A hash function is a one-way function that takes a variable-length input and converts it to a fixed-length string. One-way functions have the unique property of being difficult to reverse, meaning that, given the function and its output, it is computationally unfeasible to determine what value(s) was originally plugged into the function to give that output. One-way functions suitable for cryptographic use need to be collision-free, that is, it must be hard to create any two inputs that generate the same output.

Although they do not encrypt data per se, the hash functions themselves are based in cryptography and provide a very important purpose in the encryption process: validation. When data is placed through a hash function, the result is sort of a "checksum." Because it is highly unlikely that any two inputs to a hash function will give the same result, you can be reasonably confident that the data has not been tampered with.

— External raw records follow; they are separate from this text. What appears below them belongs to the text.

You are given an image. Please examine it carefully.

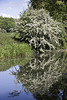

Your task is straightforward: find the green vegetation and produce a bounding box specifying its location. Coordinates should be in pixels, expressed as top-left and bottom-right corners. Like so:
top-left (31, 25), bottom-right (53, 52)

top-left (0, 16), bottom-right (15, 33)
top-left (15, 9), bottom-right (66, 52)
top-left (30, 0), bottom-right (67, 21)
top-left (0, 33), bottom-right (32, 59)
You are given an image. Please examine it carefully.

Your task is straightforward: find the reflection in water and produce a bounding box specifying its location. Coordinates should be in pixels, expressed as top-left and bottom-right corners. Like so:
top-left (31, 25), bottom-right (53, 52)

top-left (11, 53), bottom-right (67, 100)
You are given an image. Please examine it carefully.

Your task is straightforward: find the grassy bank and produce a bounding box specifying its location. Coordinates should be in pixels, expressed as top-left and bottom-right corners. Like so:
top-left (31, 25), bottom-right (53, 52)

top-left (0, 33), bottom-right (32, 59)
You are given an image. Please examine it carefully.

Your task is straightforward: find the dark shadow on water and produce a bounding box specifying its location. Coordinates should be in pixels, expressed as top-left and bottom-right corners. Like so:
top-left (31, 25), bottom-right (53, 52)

top-left (10, 52), bottom-right (67, 100)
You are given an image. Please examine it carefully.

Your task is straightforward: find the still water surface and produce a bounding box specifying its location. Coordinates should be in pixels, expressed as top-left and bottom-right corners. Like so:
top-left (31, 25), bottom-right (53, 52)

top-left (0, 52), bottom-right (67, 100)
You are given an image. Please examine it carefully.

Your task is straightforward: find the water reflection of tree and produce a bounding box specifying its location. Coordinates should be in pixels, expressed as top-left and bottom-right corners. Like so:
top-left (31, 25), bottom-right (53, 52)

top-left (12, 53), bottom-right (67, 100)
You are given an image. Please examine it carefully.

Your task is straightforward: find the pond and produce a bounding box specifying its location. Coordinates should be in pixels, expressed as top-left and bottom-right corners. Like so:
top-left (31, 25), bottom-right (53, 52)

top-left (0, 52), bottom-right (67, 100)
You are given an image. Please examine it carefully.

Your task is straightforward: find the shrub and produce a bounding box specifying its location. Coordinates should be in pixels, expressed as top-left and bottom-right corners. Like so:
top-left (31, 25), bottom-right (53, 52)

top-left (15, 9), bottom-right (65, 51)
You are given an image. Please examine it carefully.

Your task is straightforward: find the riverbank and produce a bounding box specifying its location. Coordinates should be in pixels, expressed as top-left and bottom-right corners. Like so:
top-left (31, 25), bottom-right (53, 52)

top-left (0, 33), bottom-right (32, 59)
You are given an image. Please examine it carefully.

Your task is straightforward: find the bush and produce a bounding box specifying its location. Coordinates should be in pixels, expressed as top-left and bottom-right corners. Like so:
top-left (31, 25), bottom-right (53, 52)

top-left (15, 9), bottom-right (65, 51)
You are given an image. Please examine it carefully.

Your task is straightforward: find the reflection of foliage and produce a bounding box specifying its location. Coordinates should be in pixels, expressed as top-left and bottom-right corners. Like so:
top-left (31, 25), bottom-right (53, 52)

top-left (0, 56), bottom-right (31, 71)
top-left (12, 53), bottom-right (67, 100)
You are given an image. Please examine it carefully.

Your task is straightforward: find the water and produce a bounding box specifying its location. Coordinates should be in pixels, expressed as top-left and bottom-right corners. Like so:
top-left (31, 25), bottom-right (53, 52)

top-left (0, 52), bottom-right (67, 100)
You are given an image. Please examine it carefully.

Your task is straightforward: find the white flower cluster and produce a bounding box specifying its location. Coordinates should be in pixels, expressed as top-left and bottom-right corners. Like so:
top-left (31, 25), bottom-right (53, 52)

top-left (16, 9), bottom-right (64, 51)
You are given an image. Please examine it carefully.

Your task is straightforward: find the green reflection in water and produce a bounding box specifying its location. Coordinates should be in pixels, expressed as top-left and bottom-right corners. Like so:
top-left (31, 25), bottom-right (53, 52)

top-left (0, 56), bottom-right (31, 71)
top-left (12, 52), bottom-right (67, 100)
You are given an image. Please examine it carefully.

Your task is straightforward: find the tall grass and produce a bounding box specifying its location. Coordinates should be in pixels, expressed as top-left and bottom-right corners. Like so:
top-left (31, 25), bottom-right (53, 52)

top-left (0, 33), bottom-right (32, 59)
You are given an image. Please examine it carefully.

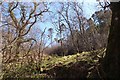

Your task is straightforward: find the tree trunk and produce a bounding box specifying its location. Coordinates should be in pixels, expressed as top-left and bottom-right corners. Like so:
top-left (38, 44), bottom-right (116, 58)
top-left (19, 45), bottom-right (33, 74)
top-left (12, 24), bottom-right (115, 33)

top-left (102, 2), bottom-right (120, 80)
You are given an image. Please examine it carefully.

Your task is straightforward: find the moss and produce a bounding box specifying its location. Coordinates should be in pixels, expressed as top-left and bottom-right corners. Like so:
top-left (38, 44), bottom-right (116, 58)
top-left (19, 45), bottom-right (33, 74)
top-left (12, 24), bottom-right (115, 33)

top-left (4, 49), bottom-right (105, 78)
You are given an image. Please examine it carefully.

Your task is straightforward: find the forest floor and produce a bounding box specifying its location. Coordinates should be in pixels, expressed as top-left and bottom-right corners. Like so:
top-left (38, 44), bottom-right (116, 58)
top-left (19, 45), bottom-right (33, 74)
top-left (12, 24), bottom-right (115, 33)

top-left (3, 49), bottom-right (106, 79)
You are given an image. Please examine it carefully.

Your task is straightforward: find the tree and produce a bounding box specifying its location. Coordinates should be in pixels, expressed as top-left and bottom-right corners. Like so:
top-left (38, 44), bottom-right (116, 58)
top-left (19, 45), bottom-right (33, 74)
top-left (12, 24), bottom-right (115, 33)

top-left (102, 2), bottom-right (120, 80)
top-left (2, 2), bottom-right (48, 62)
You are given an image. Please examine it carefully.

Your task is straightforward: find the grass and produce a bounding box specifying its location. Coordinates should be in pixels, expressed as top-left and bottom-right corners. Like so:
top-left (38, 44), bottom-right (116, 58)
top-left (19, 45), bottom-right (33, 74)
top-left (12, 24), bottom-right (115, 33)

top-left (1, 49), bottom-right (106, 78)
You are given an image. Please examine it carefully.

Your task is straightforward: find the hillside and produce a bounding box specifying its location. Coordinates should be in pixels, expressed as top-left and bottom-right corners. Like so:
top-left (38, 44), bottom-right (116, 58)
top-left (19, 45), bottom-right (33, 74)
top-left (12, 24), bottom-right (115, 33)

top-left (3, 49), bottom-right (106, 78)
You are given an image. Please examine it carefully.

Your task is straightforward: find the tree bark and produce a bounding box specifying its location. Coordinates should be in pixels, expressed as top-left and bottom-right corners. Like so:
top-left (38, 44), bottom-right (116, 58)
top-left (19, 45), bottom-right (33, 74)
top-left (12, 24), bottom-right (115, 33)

top-left (102, 2), bottom-right (120, 80)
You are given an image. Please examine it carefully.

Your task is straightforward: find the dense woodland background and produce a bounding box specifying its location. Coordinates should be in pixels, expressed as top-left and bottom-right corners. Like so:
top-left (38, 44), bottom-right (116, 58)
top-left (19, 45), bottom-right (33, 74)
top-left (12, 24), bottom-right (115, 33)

top-left (0, 2), bottom-right (120, 79)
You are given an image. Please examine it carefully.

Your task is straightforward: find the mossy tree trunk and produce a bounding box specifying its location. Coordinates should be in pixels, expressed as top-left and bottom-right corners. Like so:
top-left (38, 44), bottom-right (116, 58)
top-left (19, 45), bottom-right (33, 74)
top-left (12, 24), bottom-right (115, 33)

top-left (102, 2), bottom-right (120, 80)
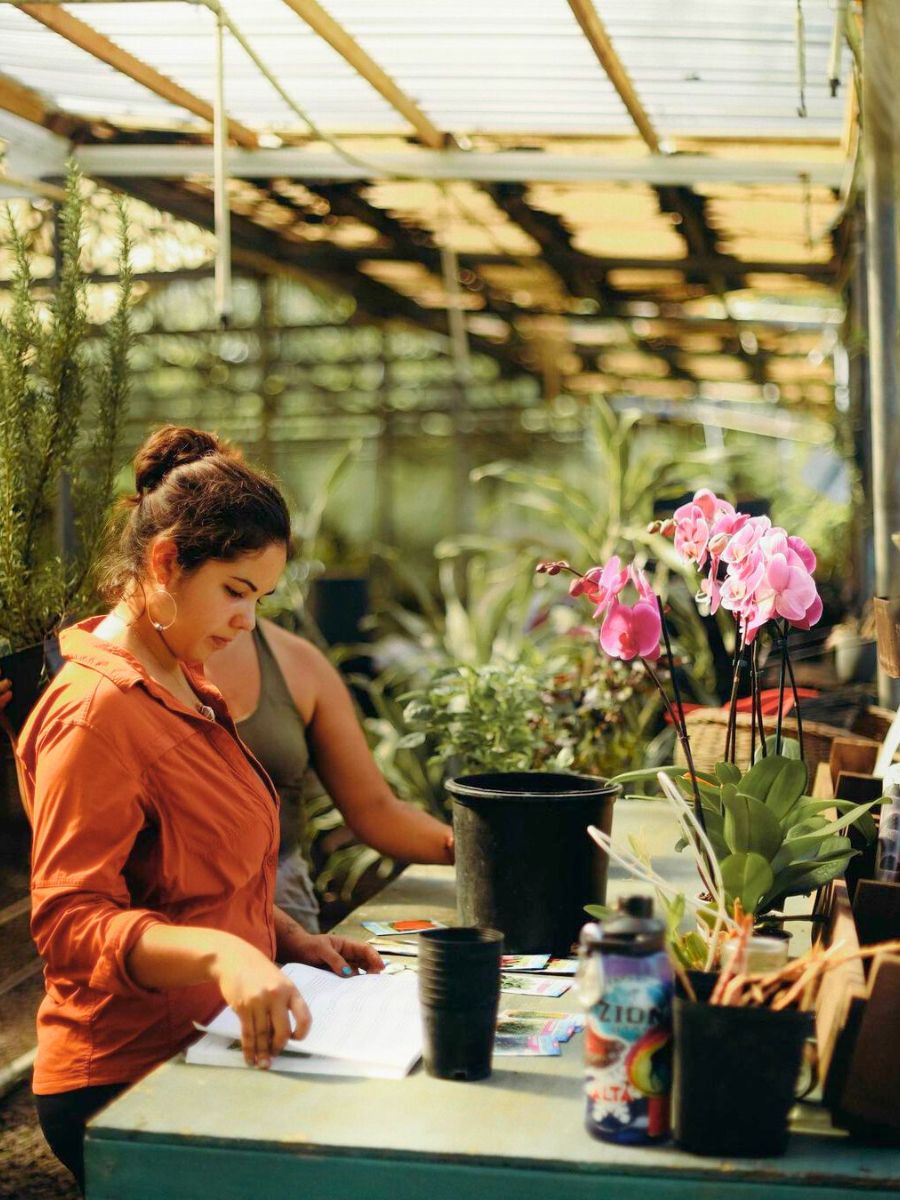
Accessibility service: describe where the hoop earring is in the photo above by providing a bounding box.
[146,586,178,634]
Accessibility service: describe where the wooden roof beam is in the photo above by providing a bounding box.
[19,4,258,149]
[103,178,533,376]
[484,184,696,383]
[284,0,448,150]
[569,0,660,154]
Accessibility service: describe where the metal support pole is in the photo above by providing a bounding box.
[212,7,232,328]
[440,231,472,530]
[863,0,900,707]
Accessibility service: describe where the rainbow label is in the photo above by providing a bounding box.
[584,954,672,1142]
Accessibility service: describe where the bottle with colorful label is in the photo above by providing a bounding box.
[577,896,673,1145]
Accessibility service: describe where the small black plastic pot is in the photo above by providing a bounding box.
[419,926,503,1080]
[672,996,811,1158]
[446,770,622,955]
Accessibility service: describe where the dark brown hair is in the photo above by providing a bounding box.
[101,425,290,601]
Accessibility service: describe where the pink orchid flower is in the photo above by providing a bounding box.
[791,593,822,629]
[674,487,734,524]
[674,504,709,566]
[600,600,662,662]
[721,546,766,616]
[787,536,818,573]
[756,551,818,622]
[569,554,628,609]
[721,517,772,563]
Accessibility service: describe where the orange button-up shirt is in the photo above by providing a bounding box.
[17,617,278,1094]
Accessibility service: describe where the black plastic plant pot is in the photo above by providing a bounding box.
[421,1000,498,1081]
[672,997,811,1158]
[446,770,622,955]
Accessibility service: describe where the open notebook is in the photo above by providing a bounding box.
[185,962,422,1079]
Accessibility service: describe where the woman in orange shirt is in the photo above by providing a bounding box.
[17,426,382,1187]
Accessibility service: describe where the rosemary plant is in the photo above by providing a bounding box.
[0,166,132,649]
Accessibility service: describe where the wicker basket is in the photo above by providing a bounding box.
[676,708,880,778]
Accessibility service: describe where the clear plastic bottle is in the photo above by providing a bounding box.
[577,896,672,1145]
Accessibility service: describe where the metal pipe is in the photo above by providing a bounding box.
[863,0,900,707]
[212,8,232,326]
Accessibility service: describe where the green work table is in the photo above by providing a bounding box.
[85,805,900,1200]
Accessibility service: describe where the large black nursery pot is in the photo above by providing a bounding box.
[672,996,812,1158]
[0,642,46,733]
[446,770,622,955]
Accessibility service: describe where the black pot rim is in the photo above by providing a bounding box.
[444,770,622,804]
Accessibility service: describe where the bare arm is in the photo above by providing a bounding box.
[265,623,454,863]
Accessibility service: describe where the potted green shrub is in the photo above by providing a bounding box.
[0,166,132,731]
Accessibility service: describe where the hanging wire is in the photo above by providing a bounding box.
[797,0,808,116]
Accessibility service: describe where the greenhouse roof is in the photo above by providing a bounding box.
[0,0,857,407]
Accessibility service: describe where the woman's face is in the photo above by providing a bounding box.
[157,542,287,662]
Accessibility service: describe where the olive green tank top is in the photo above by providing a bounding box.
[238,625,310,858]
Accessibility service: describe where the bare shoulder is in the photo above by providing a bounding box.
[259,620,334,719]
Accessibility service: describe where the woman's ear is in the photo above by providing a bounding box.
[146,534,178,588]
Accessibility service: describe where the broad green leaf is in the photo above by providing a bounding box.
[772,834,853,878]
[756,733,800,762]
[786,800,877,841]
[740,754,787,804]
[766,760,809,820]
[760,850,859,911]
[715,762,740,784]
[722,785,782,862]
[781,797,877,841]
[721,853,775,912]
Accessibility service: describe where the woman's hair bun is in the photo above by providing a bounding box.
[134,425,228,496]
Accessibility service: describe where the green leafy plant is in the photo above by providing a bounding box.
[677,754,876,917]
[0,166,132,649]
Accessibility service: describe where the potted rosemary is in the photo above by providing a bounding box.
[0,167,132,733]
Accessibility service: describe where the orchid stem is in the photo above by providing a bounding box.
[785,622,805,762]
[775,624,787,754]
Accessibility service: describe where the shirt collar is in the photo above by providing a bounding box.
[59,614,229,720]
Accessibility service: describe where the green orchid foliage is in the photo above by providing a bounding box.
[677,754,877,916]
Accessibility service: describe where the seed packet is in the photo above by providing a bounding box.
[368,937,419,955]
[497,1008,586,1033]
[500,971,571,997]
[493,1033,562,1057]
[497,1016,577,1042]
[500,954,550,971]
[362,918,446,937]
[541,959,578,974]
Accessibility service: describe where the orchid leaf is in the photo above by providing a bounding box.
[715,762,740,784]
[740,754,787,804]
[758,850,859,911]
[766,758,809,820]
[721,853,775,912]
[772,834,853,878]
[722,788,782,860]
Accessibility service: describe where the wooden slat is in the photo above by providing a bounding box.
[0,76,49,125]
[284,0,446,150]
[569,0,660,154]
[20,4,257,149]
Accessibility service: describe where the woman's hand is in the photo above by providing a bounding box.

Within the context of a VPN, the sender encrypts a packet, then passes it through a hash function, the result of which is encrypted with a symmetric algorithm such as RSA. The encrypted packet and the encrypted hash are forwarded to the recipient. Prior to decrypting, the recipient computes a hash on the encrypted packet, then decrypts the received hash and verifies that the computed and received hashes are identical. If the two hashes match, the message must have been sent by the claimed sender.

Examples of hash functions include MD5 and SHA-1.

Public keys are run through a hash function to generate a result called the fingerprint. This is used to verify that you are working with the correct key. For example, I placed the fingerprint to my Pretty Good Privacy (PGP) key in the preface of this book. If you find what appears to be my PGP key on the Internet, you can download it and ask your PGP application to display this key's fingerprint. If PGP shows the same fingerprint as printed in the preface, you most likely have my correct PGP key because it is unlikely that two different PGP public keys will yield the same PGP fingerprint.

To use an example more relevant to FireWall-1, during installation of the management station, you are shown a fingerprint. The first time you connect to the management station with SmartDashboard/Policy Editor, the management station sends the public key. SmartDashboard/Policy Editor runs this key through the same hash function and displays a fingerprint for you to verify. The fingerprint shown during the initial installation should match what is shown in SmartDashboard/Policy Editor.

A certificate authority (CA) is a trusted third party that certifies public keys. The CA has its own public and private keys. The CA takes prudent steps to verify the authenticity of a public key. The CA then signs the node's public key by encrypting it with its private key, which is then widely distributed. A node can verify it has the correct public key by decrypting using the CA's public key.

A firewall management console has its own CA, the Internal Certificate Authority (ICA). Certificates are used for authentication between managed modules. They can also be generated for firewalls to use with Internet Key Exchange (IKE) encryption as well as to identify end users. FireWall-1 does support third-party CAs.

Diffie-Hellman (DH) keys are essentially public- and private-key pairs used in an asymmetric encryption algorithm. To verify that the keys have not been tampered with, they are typically signed by a CA key.

The encryption domain is a concept that is not entirely unique to FireWall-1, but the term is. Generally speaking, it contains everything on the private side of the network (i.e., all hosts behind the gateway in question). Note that this does not mean that every host in the encryption domain is allowed to communicate through a VPN. This is controlled by the defined security policy. The encryption domain just defines the potential for encryption. You must include all translated IP addresses for internal hosts. In general, the firewall is not part of the encryption domain but can be. It should be if the firewall is being used as the hide address for internal hosts.